Tuesday, November 20, 2012

Brother of the Devil's Enforcer

From the diary of Detective Roger (Roy) Bucher:


I’ve never heard my brother Myles speak, but I have heard him scream. I’ve also heard him cry. The last time I heard him cry was the day we went to the orphanage, he was only four and I was six. Someone from around town investigated the odor coming from our grandparents’ house and found our grandparents’ two-week-old corpses festering in their favorite chairs right next to their radio tuned in to their favorite religious station. The social workers and police officials came to look over the house and collect us. Myles ran to Grandma, jumped right into her lap, and hugged her around her decrepit neck and started crying. He didn’t want to leave them. I heard her weak, dead bones break from the fuss. Her decomposing head nearly came clean off when the cops yanked him away from her, leaving her head hanging by its rotting neck since Myles accidentally pulled her skull off the spine. He screamed all the way through town.

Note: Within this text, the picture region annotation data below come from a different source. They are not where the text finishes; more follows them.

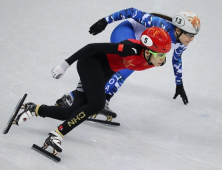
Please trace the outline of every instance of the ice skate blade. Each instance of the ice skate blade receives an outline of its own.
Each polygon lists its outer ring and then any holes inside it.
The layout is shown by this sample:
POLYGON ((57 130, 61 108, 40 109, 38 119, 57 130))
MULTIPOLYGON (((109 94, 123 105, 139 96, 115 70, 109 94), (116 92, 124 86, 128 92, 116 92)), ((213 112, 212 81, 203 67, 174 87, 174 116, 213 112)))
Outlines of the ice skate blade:
POLYGON ((9 118, 8 123, 6 124, 6 127, 5 127, 5 129, 4 129, 4 131, 3 131, 3 134, 8 133, 8 131, 10 130, 10 128, 11 128, 11 126, 12 126, 12 123, 13 123, 13 121, 15 120, 15 117, 18 115, 18 112, 19 112, 19 110, 21 109, 21 106, 22 106, 23 102, 25 101, 25 98, 26 98, 26 97, 27 97, 27 94, 24 94, 24 95, 22 96, 22 98, 18 101, 18 104, 16 105, 16 107, 15 107, 15 109, 14 109, 11 117, 9 118))
MULTIPOLYGON (((36 144, 32 145, 32 149, 37 151, 37 152, 39 152, 39 153, 41 153, 42 155, 46 156, 47 158, 49 158, 49 159, 51 159, 51 160, 53 160, 53 161, 55 161, 57 163, 61 161, 61 159, 59 157, 53 155, 52 153, 46 151, 45 149, 39 147, 36 144)), ((54 152, 54 150, 53 150, 53 152, 54 152)))
POLYGON ((103 125, 103 126, 111 126, 111 127, 119 127, 120 126, 120 123, 117 123, 117 122, 110 122, 110 121, 92 119, 92 118, 88 118, 86 120, 89 121, 90 123, 99 124, 99 125, 103 125))

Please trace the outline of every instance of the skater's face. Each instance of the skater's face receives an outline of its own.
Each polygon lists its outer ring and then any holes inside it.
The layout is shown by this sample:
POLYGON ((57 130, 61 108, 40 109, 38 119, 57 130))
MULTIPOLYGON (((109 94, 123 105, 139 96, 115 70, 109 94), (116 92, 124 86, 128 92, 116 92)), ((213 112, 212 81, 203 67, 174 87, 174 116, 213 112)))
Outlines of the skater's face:
MULTIPOLYGON (((181 30, 179 28, 176 28, 176 34, 180 35, 180 33, 181 33, 181 30)), ((190 42, 194 40, 194 36, 195 36, 195 34, 184 32, 179 37, 179 40, 183 45, 188 46, 190 44, 190 42)))
POLYGON ((150 57, 150 62, 155 67, 159 67, 161 64, 163 64, 163 62, 165 62, 166 54, 162 53, 162 54, 155 55, 155 54, 150 53, 149 50, 145 50, 145 58, 148 60, 149 57, 150 57))

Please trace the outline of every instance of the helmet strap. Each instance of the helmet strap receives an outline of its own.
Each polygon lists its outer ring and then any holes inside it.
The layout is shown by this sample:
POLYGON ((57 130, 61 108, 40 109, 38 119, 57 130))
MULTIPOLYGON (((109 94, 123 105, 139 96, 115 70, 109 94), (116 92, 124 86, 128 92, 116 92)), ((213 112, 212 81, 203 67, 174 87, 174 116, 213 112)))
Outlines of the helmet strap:
POLYGON ((175 41, 174 44, 176 44, 177 42, 181 43, 179 38, 180 38, 180 36, 181 36, 182 34, 183 34, 183 31, 182 31, 181 29, 180 29, 180 34, 177 34, 177 32, 176 32, 176 35, 177 35, 177 36, 176 36, 176 41, 175 41))
POLYGON ((150 53, 150 56, 148 57, 148 59, 146 59, 146 57, 145 57, 145 50, 149 50, 148 48, 144 48, 144 50, 143 50, 143 57, 145 58, 145 60, 147 61, 147 63, 149 64, 149 65, 153 65, 153 63, 151 63, 150 62, 150 59, 151 59, 151 53, 150 53))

That wasn’t the last time I’d hear him scream, though. To the other kids in the orphanage, immediately, we were outsiders. We didn’t belong there. Problem was, I knew it too. Myles though, he didn’t care. He just wanted to go back home, but no one would let him. They picked on us – well – they tried picking on us.

Grandpa used to take Myles hunting with him. He’d use Myles as a game hound to spook the birds and fetch their bodies, but Myles had also acquired hunting skills. Occasionally, Myles would straight up fight whichever bastard was picking on him at the time, but Myles also developed patience. If he couldn’t go home, he’d make the best of a bad situation. He would wait. He would stalk these kids like he’d stalk a quail. Whenever I heard Myles screaming, I knew there was bloodshed. Some of the orphans didn’t live to see puberty. Some of them lived, and killed themselves anyway because of the mutilations Myles had dealt them. Orphans who felt they were unwanted by their real parents, and after Myles got a hold of them, disfigured them; who would want them anymore?

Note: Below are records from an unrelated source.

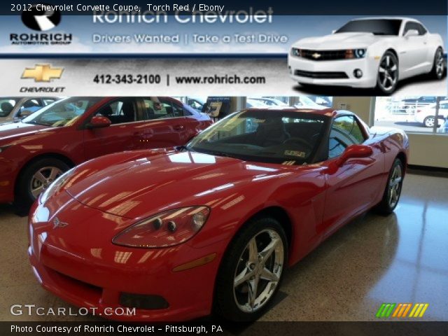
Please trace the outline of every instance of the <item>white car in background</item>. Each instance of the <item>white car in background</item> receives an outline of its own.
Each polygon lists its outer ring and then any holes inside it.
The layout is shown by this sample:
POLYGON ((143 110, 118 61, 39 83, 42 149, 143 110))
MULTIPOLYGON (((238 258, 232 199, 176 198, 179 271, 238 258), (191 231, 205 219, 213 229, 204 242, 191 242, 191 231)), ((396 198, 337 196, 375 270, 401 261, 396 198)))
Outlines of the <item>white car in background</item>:
POLYGON ((390 94, 399 80, 422 74, 442 79, 443 41, 407 18, 349 21, 330 35, 299 40, 288 64, 301 85, 377 88, 390 94))
MULTIPOLYGON (((435 123, 435 103, 417 108, 414 118, 415 121, 421 122, 426 127, 433 127, 435 123)), ((445 120, 448 120, 448 100, 439 103, 438 125, 442 125, 445 120)))

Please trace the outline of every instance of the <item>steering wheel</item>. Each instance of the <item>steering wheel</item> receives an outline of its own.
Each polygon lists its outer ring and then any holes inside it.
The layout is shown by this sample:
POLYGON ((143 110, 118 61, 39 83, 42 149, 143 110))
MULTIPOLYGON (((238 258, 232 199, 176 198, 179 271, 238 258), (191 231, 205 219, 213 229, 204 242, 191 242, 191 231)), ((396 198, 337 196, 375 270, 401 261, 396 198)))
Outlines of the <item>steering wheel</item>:
POLYGON ((302 138, 289 138, 285 140, 283 143, 284 144, 300 144, 302 145, 304 145, 307 147, 308 147, 309 150, 313 149, 313 146, 311 144, 309 144, 308 141, 307 141, 306 140, 304 140, 302 138))

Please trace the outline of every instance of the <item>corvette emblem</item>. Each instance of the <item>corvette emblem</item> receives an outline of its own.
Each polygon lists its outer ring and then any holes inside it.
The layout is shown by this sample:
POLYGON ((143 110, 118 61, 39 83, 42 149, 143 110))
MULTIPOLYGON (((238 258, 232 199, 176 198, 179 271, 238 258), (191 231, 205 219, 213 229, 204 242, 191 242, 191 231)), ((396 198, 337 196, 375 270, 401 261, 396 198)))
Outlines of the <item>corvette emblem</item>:
POLYGON ((53 229, 57 229, 57 227, 65 227, 68 225, 68 223, 61 222, 57 217, 55 217, 55 219, 53 219, 53 229))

Not a day passed that I wasn’t frightened over what Myles was becoming. The worst day was when we were separated. I stayed at the orphanage; he wound up at a juvenile mental institution. All he ever wanted was to go back home and these idiots kept taking him further away. Not me. When the time came, I moved as far north as I could. I guess Chicago wasn’t far enough because sure enough, I heard his screams again. Soon after I got wind of the murders happening back home. The more I thought about it, I think Myles wanted me to hear about them. How he knew I became a police detective is beyond me. I never told anyone about my plans because I didn’t know anyone and because it was never planned. It just happened.

Maybe it wasn’t planned. Maybe this is what was meant to be all along. Yes, my brother Myles Bucher is the killer the media refers to as The Devil’s Enforcer. I should be ashamed to say that to him, what he’s doing actually makes sense. I’m not, because it makes sense to me too; but Myles has gone mad.

I’m sorry, Myles. Mad dogs gotta be put down.